Im Jahre 17 nach Christus wurde Magnesia aufgrund eines heftigen Erdbebens stark zerstört, allerdings vom römischen Kaiser Tiberius aufgrund seiner für den Handel wichtigen Funktionen schnell wieder aufgebaut.
Sehr früh gab es in Magnesia bereits erste christliche Gemeinden, frühe Aufzeichnungen nennen das Jahr 114 nach Christus, die auch in den kommenden Jahren stetig an Bedeutung zunahmen, was sich durch die hohe Zahl an Bischöfen belegen lässt, die zu den Konzilen geschickt wurden. Die nächsten 150 Jahre erblühte die Stadt noch einmal zu vollem Leben, bis im Jahr 262 die Goten in das Land einfielen und durch Plünderungen und Eroberungen einen Großteil der Stadt zerstörten. Ähnlich wie die Städte Milet und Ephesos konnte sich auch Magnesia nie wieder von diesen Schädigungen erholen. Um Widerstand gegen die Perser und später die Seldschuken leisten zu können, wurden zwar die Stadtbefestigungen noch einmal verbessert, aber nach und nach verließen die Einwohner doch die Stadt vor allem, da es in der Zeit starke Überschwemmungen des Mäanders, Seuchen und andere Krankheiten gab. Um das Jahr 1300 herum übernahm die Fürstenfamilie Aydınoğulları die Herrschaft über die Reste der Stadt, konnte den weiteren Zerfall allerdings auch nicht mehr stoppen.
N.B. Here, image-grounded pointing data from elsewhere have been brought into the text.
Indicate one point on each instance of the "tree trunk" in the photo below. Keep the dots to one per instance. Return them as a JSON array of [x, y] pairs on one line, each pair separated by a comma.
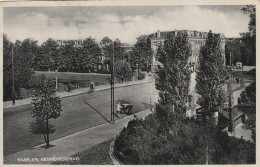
[[47, 130], [44, 138], [207, 156]]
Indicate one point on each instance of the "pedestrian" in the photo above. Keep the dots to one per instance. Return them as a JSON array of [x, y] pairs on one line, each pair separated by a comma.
[[237, 79], [92, 86], [69, 87]]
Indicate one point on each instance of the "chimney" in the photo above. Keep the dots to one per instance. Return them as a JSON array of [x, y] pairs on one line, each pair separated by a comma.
[[158, 34]]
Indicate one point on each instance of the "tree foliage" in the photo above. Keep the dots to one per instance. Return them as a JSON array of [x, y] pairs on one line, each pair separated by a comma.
[[249, 38], [211, 73], [173, 79], [47, 105], [123, 70], [234, 47], [23, 55], [142, 52]]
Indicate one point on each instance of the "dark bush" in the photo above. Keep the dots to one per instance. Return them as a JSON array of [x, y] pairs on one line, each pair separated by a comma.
[[143, 143], [141, 76]]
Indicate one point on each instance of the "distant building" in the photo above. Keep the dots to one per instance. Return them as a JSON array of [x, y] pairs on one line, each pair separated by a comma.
[[128, 47], [196, 39], [76, 43]]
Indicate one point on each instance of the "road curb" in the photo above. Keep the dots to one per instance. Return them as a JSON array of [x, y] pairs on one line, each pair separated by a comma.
[[79, 93], [112, 154]]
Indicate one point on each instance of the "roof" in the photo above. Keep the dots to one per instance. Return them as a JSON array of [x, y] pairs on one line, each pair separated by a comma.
[[235, 111], [190, 33]]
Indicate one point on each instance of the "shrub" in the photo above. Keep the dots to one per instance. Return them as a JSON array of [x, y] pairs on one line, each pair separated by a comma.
[[142, 142], [141, 76]]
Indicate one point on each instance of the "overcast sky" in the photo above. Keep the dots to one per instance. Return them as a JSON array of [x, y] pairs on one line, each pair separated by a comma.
[[124, 23]]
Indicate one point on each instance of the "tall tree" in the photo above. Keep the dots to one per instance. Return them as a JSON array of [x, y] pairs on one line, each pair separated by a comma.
[[47, 105], [234, 47], [249, 38], [49, 52], [23, 57], [142, 51], [211, 73], [66, 56], [89, 54], [122, 69], [173, 80], [119, 51]]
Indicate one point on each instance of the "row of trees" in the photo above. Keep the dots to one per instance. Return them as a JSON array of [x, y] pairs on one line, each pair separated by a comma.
[[167, 136], [244, 49], [28, 56]]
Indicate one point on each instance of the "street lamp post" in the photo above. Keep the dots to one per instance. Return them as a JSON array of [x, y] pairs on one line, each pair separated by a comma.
[[112, 87], [13, 90], [56, 80]]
Leider gab es zum Ende des vergangenen 19. Jahrhunderts unter der Herrschaft der Osmanen die unter der Bevölkerung weit verbreitete Praxis der Kalkbrennerei, wozu riesige Mengen Marmor benötigt werden, die man natürlich am einfachsten aus den Ruinen zerfallener Städte bekommen konnte. Wenn man heute die Überreste der Ruinen von Magnesia mit den Bildern vergleicht, wie es der Archäologe Humann noch um 1893 vorgefunden hatte, weiß man um die Mengen an Material, die seiner Zeit abtransportiert und zerstört wurden. So fielen auch die Überreste des Zeus Tempels leider der Kalkbrennerei zum Opfer. In dieser Hinsicht sollte man heute auch so manches Mal froh sein, das bestimmte Stücke der Tempelfriese und Altarreliefs in die Museen von Berlin, London oder Paris gewandert sind, denn nur dadurch konnten sie erhalten werden.
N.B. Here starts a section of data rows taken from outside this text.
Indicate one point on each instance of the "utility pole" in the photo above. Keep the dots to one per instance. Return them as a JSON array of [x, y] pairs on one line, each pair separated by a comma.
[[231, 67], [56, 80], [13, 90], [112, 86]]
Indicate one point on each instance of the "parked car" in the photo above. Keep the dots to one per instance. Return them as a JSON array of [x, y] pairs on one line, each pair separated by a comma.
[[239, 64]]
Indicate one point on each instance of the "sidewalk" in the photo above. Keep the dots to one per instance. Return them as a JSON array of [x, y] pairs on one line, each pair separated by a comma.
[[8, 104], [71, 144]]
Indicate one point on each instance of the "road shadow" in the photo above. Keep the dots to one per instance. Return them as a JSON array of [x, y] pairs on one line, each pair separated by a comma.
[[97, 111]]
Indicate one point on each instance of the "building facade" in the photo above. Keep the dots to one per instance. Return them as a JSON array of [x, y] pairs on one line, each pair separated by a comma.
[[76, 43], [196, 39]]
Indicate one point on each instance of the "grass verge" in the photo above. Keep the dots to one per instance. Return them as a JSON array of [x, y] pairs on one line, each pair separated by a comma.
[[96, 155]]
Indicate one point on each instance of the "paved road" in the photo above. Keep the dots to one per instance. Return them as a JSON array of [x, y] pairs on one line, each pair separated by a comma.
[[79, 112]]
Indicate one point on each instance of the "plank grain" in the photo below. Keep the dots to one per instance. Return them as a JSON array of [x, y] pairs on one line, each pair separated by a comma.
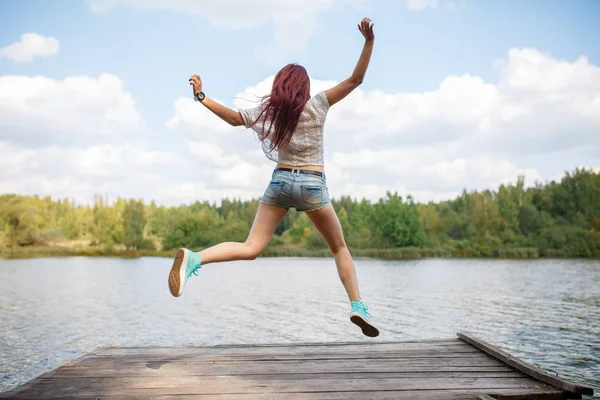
[[450, 369]]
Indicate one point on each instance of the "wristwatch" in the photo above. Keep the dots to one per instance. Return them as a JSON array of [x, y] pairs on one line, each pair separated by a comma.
[[199, 96]]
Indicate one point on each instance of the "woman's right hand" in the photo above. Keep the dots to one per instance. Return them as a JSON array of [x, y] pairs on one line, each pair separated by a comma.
[[366, 28]]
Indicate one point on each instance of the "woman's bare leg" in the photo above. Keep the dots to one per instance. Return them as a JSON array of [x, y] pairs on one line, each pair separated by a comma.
[[328, 224], [265, 222]]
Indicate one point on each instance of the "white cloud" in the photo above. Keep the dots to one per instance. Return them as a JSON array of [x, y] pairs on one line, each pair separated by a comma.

Dank der herausragenden Arbeiten, Photographien und Aufzeichnungen von Archäologen wie Humann konnten bei der Rekonstruktion der Pronaos Fassade des Zeus Tempels im Berliner Pergamon Museum viele Details original getreu wiederhergestellt werden.
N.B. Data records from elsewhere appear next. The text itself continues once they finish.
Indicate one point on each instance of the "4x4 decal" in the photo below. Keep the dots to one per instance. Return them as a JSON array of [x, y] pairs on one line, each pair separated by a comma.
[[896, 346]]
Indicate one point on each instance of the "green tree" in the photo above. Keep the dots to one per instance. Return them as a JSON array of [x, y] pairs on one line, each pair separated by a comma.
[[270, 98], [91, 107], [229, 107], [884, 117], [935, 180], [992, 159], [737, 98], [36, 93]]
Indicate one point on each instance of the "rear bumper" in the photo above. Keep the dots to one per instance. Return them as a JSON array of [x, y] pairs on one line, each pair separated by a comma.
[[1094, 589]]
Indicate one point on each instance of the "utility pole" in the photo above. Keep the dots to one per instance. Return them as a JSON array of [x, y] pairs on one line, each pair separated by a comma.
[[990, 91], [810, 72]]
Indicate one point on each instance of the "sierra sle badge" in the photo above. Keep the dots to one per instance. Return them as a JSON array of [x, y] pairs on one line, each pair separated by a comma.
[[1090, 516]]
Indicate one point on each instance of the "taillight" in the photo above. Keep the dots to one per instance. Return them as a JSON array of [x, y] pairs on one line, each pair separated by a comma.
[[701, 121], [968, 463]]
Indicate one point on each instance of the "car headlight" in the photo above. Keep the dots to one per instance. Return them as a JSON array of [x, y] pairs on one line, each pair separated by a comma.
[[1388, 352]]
Bis 1984 gab es keine weiteren Aktivitäten mehr in Magnesia, trotz vieler Forschungsarbeiten über Hermogenes in den Jahren, wodurch angeschwemmte Sedimente aus Lehm und anderen Schwemmstoffen die Ruinenreste bis zu vier Meter stark wieder zugedeckt hatten. Flächen und Bauwerke mussten in mühevoller Arbeit erneut freigelegt werden, was seitdem im Auftrag der Universität Ankara unter Leitung von Professor Orhan Bingöl vorgenommen wird.